Your support for our advertisers helps cover the cost of hosting, research, and maintenance of this document

Formatting Information — An introduction to typesetting with LATEX

Chapter 8: Compatibility

Section 8.1: Converting into LATEX

In this section…

  1. Getting LATEX out of XML

Before looking at one-way systems, see the earlier note about Pandoc.

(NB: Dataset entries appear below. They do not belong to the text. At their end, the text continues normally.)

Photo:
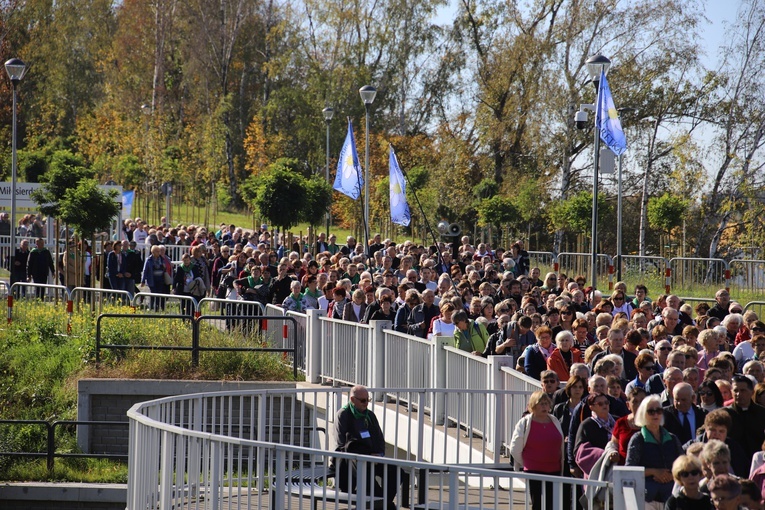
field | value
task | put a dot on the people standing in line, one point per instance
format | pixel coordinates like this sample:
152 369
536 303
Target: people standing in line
19 269
155 275
654 448
40 265
537 447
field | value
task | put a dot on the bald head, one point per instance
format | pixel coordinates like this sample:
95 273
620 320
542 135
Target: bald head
682 395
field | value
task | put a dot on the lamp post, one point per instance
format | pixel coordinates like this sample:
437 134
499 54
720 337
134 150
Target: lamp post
16 70
367 93
595 65
619 207
328 113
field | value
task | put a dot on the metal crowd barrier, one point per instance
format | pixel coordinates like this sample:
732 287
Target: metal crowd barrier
693 274
747 275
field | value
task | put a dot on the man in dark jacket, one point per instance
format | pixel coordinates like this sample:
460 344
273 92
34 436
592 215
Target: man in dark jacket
280 286
748 418
616 346
19 269
133 266
358 431
39 264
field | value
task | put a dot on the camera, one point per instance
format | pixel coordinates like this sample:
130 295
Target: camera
581 120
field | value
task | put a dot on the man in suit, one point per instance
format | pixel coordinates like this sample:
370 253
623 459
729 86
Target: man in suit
616 346
683 418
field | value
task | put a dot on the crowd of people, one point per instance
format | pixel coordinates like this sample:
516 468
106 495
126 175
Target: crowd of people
625 378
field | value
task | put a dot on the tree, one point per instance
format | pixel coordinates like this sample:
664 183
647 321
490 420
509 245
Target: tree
498 211
575 213
280 197
88 209
317 201
65 173
666 212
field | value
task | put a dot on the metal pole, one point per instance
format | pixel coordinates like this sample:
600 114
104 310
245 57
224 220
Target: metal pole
366 187
594 247
329 210
619 222
167 206
12 255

There are several systems which will save their text in LATEX format. The best known is probably LYX, which is a wordprocessor-like interface to LATEX (not quite WYSIWYG, more What You See Is What You Mean). Both AbiWord (Linux and Windows) and Kword (Linux) have a very good Save As... LATEX output, and OpenOffice (all platforms) has a LATEX plugin, so they can be used to open Microsoft Word documents as well as their own format, and convert them to LATEX. Several maths packages like the EuroMath editor, and the Mathematica and Maple analysis packages, can also save material in LATEX format.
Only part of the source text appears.